To determine what’s causing the BcKO gene expression, Shulzhenko looked at Gata4 KO mice. Gata4 is required for normal jejunum function, and Gata4 KO mice expression profiles were 60% to that of BcKO mice. Lipid aborption and body fat accumulation are both reduced in Gata4 and Bc KO mice. To figure out the link between the down regulation of metabolic genes and the up regulation of immune genes, she reconstructed the gene regulation network of the mice. The network was bimodal, with most of the metabolic and immune genes clustering into their own networks. However, they were connected by a few genes, particularly Gbp6 which is positively correlated with a number of immune genes, and negatively correlated with a number of metabolic genes. Additionally the phenotype of the entire jejunum tissue seems to be driven entirely by the epithelial cells. In the absence of adaptive immunity, the epithelial cells are required to compensate by taking over some of the immune function, at the cost of their metabolic functions. This may explain why patients with immunodeficiency diseases such as CVID and AIDS are associated with weight loss.

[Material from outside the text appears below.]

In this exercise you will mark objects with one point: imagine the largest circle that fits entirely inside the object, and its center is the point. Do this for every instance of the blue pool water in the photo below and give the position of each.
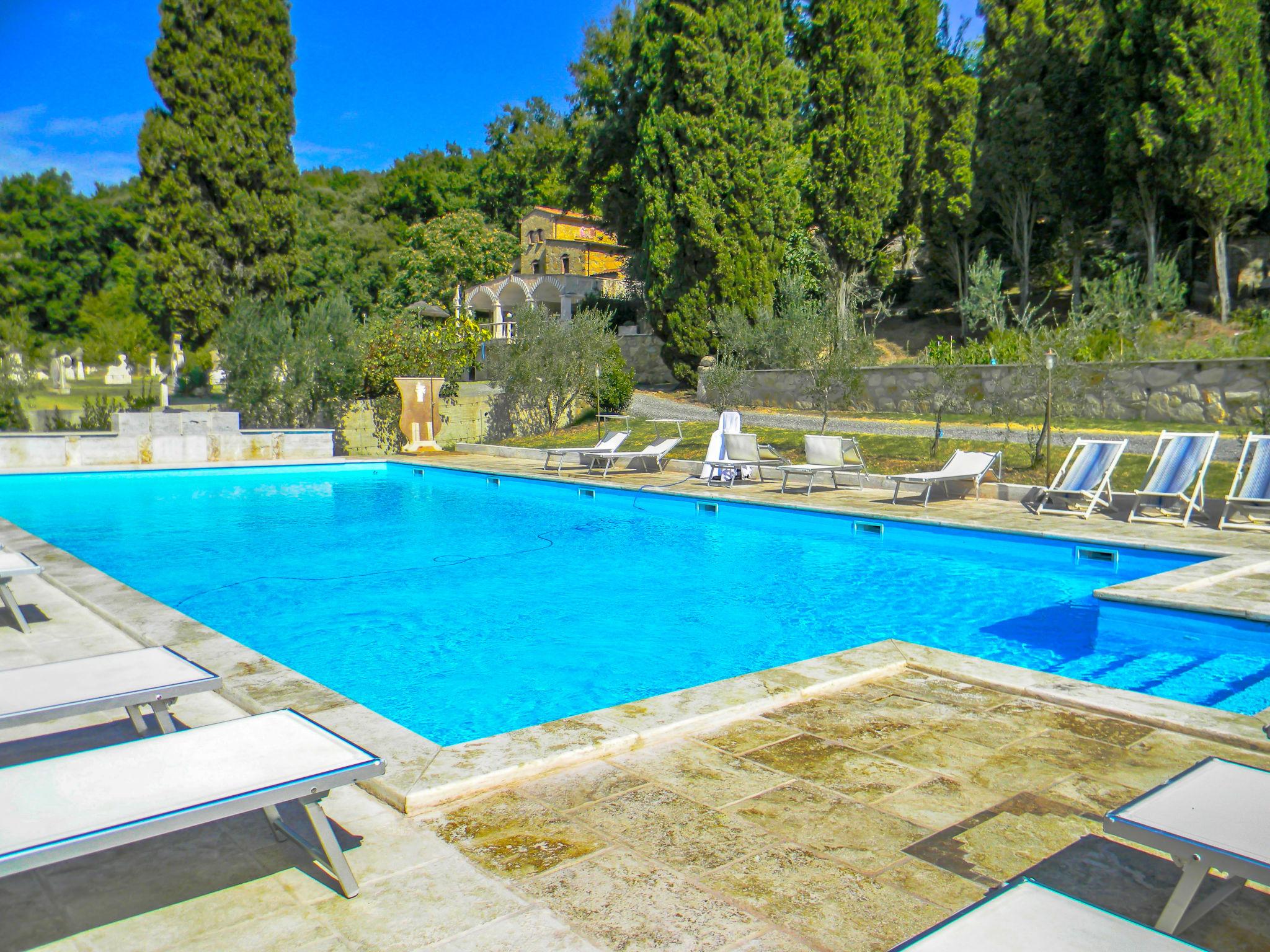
(463, 607)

– Nobuhiko Kamada presented a short talk entitled “Virulence factor expression regulates the interaction between enteric pathogen and the microbiota and pathogen eradication”. The basic phenomenon is that when Citrobacter rodentium infects germ free mice, the mice cannot clear the infection, but they are not killed by it eithe. However when it infects conventionall raised mice, the infection occurs briefly but then is eliminated. Additionally, in both GF and CONV mice, inflammation in the gut subsides over time (even despite the high bacterial loads in the GF mice). It turns out that in the normal course of infection, C. rodentium down regulates its virulence factor. This virulence factor is required for the bacterium to establish even briefly in CONV mice, and when it is down regulated, the microbiota appears to clear the infection. Microbiota transplants from CONV mice to C. rodentium mono associated mice eventually clears the infection. It appears that this competition is mediated by specific members of the microbiota, such as E. coli, which share very similar metabolic requirements. So, when mice are coinfected with C. rodentium and E. coli, the C. rodentium is cleared, but not if coinfected with Enterococcus species which can utilize a broader range of saccharides. This talk presented, I think, some nice evidence that the microbiota really can have a role as an extension or addition to the host immune system by providing colony resistance to some pathogens, and in this case, the resistance is mediated by competition for similar resources.